According to Patterson, EMusic had agreed to fund IUMA's operation through the end of 2000. That funding has not been renewed.
EMusic itself is struggling against many of the market forces that have pushed several music start-ups out of business in recent months. The company laid off close to a third of its staff in January and said it would focus its financial efforts on the EMusic site and RollingStone.com brand, which it also owns.
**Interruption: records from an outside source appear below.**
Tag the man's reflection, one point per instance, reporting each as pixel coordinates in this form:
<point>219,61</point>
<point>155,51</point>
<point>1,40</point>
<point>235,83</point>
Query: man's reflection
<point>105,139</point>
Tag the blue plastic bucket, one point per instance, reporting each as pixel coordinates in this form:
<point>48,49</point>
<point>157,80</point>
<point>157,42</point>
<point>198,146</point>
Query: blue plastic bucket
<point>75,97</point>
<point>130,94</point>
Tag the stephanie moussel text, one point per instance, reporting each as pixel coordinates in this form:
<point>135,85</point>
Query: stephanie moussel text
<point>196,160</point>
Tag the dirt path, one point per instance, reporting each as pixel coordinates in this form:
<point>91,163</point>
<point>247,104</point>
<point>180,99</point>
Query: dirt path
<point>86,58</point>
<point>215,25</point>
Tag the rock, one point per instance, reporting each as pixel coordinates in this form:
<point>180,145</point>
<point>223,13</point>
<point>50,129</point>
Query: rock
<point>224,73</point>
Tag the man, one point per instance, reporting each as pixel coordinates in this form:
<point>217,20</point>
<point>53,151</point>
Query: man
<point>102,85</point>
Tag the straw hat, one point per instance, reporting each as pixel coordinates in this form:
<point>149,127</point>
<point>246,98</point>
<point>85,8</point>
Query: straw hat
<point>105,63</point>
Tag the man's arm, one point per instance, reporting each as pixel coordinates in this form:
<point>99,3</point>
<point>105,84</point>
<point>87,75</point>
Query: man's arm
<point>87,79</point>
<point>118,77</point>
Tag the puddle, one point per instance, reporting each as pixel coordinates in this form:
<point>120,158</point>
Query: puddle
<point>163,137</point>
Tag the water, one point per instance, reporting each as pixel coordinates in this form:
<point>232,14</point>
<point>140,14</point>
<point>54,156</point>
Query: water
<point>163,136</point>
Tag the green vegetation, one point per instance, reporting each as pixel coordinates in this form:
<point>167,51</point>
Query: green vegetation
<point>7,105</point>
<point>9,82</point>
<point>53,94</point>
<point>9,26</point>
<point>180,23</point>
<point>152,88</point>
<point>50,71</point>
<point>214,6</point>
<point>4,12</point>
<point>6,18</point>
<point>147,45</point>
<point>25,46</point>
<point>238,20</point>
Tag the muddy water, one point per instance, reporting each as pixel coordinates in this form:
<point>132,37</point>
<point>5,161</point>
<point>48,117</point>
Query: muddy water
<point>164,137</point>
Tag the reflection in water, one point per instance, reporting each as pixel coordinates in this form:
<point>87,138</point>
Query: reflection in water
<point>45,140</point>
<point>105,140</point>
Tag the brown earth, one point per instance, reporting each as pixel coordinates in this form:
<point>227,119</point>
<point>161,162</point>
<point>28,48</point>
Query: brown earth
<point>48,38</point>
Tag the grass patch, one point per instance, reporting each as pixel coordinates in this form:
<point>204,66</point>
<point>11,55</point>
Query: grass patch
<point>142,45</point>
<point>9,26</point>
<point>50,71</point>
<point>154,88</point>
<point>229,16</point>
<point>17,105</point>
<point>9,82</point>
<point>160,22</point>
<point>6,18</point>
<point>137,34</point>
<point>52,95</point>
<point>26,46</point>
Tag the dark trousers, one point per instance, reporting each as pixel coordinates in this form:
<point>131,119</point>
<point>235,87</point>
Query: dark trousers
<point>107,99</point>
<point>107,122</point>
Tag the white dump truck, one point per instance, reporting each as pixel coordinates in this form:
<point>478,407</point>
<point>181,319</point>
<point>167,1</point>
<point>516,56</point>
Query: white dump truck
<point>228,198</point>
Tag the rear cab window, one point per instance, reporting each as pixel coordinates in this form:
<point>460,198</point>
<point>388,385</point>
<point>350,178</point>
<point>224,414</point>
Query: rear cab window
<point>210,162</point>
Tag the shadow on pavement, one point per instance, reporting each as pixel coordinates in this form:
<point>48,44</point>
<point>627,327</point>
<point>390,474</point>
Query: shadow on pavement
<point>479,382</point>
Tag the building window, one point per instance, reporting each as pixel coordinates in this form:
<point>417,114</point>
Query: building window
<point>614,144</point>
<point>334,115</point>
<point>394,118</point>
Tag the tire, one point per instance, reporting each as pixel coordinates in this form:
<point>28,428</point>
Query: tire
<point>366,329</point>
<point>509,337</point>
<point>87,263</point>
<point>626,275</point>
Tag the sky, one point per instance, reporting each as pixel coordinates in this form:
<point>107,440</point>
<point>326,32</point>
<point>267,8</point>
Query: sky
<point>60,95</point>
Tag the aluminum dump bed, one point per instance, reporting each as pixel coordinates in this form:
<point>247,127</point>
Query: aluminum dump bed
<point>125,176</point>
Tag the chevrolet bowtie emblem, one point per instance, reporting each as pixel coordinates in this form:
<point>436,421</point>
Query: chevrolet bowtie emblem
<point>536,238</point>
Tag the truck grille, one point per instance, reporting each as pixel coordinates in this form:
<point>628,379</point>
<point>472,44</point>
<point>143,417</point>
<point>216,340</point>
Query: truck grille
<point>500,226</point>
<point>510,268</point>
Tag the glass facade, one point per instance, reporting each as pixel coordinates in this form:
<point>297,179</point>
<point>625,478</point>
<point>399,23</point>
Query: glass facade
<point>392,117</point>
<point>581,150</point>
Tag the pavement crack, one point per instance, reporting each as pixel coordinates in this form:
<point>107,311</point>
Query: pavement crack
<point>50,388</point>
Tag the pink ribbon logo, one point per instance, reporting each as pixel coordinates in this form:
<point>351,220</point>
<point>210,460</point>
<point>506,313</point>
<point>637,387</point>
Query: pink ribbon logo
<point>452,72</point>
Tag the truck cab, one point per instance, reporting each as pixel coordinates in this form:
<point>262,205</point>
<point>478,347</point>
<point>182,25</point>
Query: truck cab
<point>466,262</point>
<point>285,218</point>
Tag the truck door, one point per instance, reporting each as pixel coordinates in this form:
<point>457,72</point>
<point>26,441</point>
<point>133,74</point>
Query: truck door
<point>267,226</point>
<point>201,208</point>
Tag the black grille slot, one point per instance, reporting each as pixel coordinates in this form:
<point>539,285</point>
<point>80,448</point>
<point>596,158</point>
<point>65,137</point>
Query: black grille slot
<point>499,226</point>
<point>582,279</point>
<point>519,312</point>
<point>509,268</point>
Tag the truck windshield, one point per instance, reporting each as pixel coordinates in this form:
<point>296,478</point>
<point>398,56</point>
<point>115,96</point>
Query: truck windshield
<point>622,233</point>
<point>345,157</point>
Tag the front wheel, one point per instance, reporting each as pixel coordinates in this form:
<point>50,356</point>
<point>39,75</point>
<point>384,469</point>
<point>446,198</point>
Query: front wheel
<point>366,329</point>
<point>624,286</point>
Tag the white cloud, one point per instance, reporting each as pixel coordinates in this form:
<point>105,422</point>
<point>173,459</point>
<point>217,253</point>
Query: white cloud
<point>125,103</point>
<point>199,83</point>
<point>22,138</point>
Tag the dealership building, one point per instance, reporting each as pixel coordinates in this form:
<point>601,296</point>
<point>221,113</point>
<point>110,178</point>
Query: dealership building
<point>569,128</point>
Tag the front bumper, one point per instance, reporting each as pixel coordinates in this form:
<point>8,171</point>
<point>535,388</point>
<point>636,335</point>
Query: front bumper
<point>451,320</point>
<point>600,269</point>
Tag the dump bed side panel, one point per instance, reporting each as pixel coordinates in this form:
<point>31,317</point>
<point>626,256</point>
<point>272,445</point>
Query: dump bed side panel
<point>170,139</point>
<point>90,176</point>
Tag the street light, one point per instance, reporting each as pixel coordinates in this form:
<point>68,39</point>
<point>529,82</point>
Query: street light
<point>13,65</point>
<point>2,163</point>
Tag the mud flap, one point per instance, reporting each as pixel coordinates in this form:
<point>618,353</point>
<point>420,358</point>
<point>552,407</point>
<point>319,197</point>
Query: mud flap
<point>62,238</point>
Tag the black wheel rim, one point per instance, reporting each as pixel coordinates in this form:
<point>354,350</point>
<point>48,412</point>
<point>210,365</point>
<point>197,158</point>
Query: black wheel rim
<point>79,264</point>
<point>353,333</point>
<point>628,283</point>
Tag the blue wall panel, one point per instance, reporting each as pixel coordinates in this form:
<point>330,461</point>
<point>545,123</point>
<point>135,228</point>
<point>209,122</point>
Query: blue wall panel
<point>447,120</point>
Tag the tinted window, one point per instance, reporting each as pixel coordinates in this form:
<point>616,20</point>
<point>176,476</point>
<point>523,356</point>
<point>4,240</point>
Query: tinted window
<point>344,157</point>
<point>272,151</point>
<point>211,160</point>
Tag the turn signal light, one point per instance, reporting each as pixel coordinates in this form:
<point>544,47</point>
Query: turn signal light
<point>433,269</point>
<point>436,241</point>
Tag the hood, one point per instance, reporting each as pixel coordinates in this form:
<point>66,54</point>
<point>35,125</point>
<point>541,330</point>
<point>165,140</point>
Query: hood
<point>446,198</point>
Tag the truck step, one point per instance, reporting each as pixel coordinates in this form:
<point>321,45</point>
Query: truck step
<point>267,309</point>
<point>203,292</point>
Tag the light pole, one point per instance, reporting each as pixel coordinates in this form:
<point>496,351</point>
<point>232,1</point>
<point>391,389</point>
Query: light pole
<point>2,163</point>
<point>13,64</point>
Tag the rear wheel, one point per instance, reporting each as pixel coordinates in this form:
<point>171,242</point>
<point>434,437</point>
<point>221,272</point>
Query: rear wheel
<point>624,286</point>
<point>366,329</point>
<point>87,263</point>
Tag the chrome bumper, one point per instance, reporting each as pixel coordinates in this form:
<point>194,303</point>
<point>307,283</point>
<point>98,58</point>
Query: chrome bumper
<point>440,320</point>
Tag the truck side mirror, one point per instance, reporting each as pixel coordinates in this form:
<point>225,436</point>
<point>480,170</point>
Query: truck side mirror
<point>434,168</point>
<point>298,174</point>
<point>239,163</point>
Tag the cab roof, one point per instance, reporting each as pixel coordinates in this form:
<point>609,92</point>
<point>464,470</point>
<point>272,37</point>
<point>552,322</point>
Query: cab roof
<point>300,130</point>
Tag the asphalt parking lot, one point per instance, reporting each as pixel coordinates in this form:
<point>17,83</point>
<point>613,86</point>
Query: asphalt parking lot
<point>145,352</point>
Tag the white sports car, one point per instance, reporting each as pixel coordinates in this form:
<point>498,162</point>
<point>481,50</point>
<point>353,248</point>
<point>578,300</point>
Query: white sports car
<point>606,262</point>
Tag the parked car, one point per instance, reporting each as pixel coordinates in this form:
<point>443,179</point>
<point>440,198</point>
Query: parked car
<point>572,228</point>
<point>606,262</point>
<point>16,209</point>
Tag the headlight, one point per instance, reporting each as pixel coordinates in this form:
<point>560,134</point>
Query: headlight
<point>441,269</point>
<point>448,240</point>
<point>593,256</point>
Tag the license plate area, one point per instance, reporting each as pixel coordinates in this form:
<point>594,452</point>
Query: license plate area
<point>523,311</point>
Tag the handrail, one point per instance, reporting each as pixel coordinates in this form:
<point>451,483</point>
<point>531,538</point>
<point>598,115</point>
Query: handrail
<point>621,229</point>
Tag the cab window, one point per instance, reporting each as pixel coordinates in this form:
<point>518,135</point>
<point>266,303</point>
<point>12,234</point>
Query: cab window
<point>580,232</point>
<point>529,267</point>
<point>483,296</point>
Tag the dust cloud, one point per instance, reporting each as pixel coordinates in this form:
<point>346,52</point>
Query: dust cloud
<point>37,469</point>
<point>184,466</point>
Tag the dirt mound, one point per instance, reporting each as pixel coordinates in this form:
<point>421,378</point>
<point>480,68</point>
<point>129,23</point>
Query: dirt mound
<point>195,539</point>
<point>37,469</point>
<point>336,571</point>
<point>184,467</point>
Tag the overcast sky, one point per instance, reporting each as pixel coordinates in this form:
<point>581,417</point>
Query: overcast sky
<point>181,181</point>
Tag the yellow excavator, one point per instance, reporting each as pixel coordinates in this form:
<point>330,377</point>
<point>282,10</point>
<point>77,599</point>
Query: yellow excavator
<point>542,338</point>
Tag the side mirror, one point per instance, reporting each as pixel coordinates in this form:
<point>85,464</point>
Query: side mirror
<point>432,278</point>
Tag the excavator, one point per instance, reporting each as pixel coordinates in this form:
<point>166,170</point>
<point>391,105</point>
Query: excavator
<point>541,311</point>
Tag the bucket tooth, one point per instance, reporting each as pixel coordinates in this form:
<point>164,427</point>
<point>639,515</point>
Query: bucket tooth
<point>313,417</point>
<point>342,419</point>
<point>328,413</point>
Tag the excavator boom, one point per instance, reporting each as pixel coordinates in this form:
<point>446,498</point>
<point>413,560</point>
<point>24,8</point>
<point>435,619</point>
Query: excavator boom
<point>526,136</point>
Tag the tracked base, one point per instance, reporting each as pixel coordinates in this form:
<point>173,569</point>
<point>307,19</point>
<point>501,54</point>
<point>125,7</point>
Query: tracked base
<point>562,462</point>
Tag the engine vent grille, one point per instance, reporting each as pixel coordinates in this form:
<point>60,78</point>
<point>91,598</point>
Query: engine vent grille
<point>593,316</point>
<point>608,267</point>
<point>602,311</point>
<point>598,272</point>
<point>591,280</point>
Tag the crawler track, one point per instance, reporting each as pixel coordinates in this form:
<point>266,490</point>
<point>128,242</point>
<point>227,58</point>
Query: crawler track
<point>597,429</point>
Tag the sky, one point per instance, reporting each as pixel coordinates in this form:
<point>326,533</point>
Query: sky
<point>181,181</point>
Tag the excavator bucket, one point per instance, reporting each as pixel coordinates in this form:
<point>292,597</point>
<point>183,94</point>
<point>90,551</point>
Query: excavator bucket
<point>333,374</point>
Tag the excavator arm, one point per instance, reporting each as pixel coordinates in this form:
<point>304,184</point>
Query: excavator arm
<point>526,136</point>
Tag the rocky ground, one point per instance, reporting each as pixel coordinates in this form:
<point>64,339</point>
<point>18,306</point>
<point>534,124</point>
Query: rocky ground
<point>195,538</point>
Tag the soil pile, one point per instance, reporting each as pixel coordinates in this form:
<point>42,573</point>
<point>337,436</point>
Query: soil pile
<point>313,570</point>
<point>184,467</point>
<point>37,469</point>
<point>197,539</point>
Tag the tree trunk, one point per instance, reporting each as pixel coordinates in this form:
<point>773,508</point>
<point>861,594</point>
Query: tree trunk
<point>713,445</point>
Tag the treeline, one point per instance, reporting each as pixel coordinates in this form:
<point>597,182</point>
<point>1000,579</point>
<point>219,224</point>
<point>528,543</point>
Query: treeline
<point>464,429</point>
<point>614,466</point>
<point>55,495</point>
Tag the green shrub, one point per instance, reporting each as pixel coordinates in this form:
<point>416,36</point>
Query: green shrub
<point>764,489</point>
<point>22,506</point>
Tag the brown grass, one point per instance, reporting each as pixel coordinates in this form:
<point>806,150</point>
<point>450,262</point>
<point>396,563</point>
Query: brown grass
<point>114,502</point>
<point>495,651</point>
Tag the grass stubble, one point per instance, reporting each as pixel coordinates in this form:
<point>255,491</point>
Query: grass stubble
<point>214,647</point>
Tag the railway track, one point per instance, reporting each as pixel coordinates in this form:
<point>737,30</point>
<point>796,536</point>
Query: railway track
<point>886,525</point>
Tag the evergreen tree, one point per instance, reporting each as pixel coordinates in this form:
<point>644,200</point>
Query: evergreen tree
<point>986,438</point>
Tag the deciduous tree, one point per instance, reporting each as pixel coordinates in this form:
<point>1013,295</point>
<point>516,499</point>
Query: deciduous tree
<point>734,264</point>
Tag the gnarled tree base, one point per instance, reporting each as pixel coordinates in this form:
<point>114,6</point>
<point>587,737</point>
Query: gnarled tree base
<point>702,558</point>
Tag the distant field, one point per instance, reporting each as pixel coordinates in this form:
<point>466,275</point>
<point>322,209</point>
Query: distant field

Caught in those layoffs were all eight IUMA staffers, which left the site without any official human support. Several of those people have continued to work on the site for the last month, although they are no longer EMusic employees, Patterson said. But that couldn't last forever.
EMusic released quarterly earnings figures Wednesday, posting a loss of 21 cents per share with total revenues of $4.7 million. Wall Street analysts had expected a loss of 20 cents per share.
The company again said that it was focusing on its core businesses such as its new subscription service.
"We believe we are well ahead of others in providing a compelling music subscription service for consumers," said Chief Executive Gene Hoffman. "The growth of our subscription base--even in the face of widespread illegal distribution of digital music--bears this out."
But that has left IUMA's coffers dry. Patterson wrote that the site is still looking for partners, but in the meantime, it has been forced to slash operations.
"We had a number of conversations over the last month, but obviously the initial ones didn't go as we had hoped," Patterson said in an interview. "But since we've gone public with the news, we've gotten a few more bites."
For now, no new bands will be accepted to the site, which hosts thousands of artists' music. The site will stop selling bands' CDs. Artists who are owed money for CD sales will get payments, but the ad revenue that the site traditionally shared with its artists will disappear. A program funneling bands to the Jenny Jones TV show will be ended.
The site hopes to restore many of the services, but that depends on finding financial salvation in a dry market.
"It pains us to have to resort to these drastic measures, but it seems we have no other choice," Patterson wrote in his e-mail. "If by doing this we can live to fight another day, the decision will be worthwhile."